I’m not convinced that the frequent use of large amounts of glyphosate based weedkillers is without harm to the environment.
There’s a massive difference in risk. Putting it another way, taking an aspirin for a headache once is very safe but take a high dose 4 times a day for a week or two and you’ll most likely develop stomach problems.
Vitamin C is supposed to help if you have a cold but megadoses will cause an upset stomach. It’s all a matter of quantity.
It’s hard to sort the fact from fiction on the interweb, some sites in the US see dark conspiracies by companies such as Monsanto and cite studies that were suppressed. I think most likely the reputable scientific press found them lacking in rigour.
And, of course, companies like Monsanto have much to gain by being economical with the truth, should they be so minded.
In the end I think it’s important to remember that glyphosate is approved by DEFRA and their equivalent organisations like the US EPA abroad.

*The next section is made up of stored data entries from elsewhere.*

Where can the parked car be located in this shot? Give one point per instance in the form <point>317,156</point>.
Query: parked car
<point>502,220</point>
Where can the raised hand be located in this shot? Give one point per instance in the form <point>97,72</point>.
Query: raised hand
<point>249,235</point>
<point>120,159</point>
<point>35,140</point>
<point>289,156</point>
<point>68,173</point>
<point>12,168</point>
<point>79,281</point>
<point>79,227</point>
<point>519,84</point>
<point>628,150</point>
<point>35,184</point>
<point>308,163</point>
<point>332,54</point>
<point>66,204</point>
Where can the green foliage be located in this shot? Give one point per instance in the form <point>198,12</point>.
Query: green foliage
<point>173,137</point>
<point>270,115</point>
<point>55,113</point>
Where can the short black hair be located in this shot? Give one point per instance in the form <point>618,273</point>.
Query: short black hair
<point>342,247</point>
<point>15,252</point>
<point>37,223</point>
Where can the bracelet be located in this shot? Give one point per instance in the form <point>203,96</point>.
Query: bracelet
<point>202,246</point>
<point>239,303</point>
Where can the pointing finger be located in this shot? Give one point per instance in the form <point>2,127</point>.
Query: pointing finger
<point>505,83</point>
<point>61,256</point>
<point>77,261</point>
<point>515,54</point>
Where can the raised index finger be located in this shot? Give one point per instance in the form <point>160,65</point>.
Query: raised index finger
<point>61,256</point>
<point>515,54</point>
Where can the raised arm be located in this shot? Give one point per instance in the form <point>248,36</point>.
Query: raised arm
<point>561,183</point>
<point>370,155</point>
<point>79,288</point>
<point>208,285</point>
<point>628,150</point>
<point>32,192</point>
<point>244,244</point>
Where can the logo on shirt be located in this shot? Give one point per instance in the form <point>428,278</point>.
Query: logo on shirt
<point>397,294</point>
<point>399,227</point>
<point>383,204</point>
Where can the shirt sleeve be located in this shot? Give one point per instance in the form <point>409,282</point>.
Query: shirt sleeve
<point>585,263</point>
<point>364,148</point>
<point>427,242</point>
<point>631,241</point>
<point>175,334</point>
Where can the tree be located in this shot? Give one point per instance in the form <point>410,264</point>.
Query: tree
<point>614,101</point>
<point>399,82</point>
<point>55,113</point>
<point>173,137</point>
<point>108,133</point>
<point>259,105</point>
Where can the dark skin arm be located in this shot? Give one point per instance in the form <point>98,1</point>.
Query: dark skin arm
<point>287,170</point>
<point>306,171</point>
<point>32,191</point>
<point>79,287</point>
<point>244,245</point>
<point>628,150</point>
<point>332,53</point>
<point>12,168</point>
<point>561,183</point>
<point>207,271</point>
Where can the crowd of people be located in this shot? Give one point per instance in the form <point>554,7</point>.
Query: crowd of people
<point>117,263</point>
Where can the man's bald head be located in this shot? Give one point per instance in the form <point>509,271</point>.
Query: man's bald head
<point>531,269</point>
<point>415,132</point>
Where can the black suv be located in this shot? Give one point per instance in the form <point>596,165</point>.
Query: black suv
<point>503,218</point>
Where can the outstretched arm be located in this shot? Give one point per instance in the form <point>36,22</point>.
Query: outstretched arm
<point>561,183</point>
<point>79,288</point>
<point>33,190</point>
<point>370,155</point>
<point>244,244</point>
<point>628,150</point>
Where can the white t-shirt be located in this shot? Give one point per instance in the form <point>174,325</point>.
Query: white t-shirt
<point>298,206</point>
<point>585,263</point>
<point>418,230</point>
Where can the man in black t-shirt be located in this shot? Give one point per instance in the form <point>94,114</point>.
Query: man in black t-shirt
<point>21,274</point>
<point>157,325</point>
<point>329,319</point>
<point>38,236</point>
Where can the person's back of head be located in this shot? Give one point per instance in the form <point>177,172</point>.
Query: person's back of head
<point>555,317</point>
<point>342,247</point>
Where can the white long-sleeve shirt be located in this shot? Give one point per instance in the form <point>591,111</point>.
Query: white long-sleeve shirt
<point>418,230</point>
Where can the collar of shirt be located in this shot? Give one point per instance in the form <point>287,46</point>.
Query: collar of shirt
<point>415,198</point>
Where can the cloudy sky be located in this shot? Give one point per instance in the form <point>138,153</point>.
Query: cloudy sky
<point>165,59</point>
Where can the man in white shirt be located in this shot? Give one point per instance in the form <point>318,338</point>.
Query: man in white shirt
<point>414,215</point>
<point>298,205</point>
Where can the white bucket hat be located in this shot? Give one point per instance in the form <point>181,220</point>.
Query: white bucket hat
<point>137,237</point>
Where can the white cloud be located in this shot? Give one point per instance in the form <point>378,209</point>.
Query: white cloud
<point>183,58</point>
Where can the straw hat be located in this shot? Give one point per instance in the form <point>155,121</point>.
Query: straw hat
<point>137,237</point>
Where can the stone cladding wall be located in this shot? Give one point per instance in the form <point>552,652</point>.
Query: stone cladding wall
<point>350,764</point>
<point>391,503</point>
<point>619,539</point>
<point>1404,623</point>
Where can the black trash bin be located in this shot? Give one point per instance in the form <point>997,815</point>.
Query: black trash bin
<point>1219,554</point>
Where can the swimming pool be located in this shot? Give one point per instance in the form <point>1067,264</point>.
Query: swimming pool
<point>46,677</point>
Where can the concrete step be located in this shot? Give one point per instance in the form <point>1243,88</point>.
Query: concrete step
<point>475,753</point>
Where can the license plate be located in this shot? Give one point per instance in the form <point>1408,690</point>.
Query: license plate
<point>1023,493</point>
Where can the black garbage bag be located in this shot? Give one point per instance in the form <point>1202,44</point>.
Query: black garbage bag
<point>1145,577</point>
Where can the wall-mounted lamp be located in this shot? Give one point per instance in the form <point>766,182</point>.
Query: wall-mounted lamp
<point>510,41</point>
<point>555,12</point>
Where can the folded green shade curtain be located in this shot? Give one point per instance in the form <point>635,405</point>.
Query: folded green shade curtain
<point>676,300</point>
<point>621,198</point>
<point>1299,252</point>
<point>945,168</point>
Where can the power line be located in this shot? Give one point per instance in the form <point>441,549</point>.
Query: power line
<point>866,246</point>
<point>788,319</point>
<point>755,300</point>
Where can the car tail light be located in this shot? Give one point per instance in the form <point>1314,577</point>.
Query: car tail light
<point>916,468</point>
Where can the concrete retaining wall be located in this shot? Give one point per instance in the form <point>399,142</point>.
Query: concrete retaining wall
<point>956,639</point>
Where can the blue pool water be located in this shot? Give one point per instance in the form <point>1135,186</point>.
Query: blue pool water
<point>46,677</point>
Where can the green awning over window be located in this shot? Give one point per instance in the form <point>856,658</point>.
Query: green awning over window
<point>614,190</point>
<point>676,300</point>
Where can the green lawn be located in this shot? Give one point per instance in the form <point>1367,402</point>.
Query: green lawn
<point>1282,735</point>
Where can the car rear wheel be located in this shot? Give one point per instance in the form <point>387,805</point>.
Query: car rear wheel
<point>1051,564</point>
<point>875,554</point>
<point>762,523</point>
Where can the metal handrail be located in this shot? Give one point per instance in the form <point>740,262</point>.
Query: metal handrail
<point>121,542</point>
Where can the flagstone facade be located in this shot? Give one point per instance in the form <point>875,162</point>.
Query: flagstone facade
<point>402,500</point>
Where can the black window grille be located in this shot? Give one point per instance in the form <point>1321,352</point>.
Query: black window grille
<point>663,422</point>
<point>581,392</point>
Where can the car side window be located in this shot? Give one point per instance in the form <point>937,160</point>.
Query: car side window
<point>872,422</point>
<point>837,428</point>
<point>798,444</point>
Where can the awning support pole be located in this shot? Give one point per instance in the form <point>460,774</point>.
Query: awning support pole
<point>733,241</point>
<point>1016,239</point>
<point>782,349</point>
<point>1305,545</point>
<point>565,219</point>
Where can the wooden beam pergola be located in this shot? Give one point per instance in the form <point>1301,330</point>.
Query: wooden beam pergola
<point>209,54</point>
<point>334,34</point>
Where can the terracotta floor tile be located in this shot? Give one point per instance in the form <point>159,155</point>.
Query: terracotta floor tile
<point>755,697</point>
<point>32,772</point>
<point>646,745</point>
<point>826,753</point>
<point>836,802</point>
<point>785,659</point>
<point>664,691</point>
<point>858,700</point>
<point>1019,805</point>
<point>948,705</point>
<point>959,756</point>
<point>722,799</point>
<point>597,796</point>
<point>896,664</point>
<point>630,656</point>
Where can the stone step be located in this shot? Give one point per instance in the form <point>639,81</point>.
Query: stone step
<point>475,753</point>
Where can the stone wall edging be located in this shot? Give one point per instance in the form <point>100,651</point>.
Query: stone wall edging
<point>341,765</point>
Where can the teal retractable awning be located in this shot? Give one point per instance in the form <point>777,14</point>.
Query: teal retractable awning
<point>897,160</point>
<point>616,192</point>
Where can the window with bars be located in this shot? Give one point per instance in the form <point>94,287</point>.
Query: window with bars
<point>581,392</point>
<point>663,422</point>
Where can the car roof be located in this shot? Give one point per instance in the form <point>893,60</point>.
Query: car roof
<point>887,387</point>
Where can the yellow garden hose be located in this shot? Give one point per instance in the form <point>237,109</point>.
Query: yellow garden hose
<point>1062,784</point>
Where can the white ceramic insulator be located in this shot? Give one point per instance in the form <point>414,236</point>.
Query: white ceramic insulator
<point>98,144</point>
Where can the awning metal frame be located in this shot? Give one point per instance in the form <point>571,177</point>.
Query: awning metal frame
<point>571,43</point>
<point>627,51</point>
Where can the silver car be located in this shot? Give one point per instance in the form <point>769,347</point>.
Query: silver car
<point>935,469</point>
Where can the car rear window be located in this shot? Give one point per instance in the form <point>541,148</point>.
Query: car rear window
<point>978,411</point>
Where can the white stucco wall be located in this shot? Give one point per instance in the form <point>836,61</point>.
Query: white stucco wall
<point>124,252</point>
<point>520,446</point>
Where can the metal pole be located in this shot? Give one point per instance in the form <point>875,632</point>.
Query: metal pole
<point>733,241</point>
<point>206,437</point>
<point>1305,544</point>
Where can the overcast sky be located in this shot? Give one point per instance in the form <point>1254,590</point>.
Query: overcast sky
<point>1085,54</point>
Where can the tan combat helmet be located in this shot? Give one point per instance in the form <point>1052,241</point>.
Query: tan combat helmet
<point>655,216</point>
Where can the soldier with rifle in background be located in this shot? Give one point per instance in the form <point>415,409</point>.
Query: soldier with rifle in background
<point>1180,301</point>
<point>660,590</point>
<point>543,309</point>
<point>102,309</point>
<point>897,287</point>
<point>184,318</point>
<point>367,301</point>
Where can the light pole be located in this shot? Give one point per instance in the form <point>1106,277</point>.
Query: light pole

However, Friends of the Earth have produced a report critical of the testing and approval process.
Sometimes you just have to take a view as to risk versus reward.
I know I could use sheets of black polythene to kill off the grass but it takes longer and with the wind here the plastic is most likely to end up as bits flying around the fields. Not to mention that plastic is made from oil and is pretty ugly. I don’t think it’s the ideal solution for me.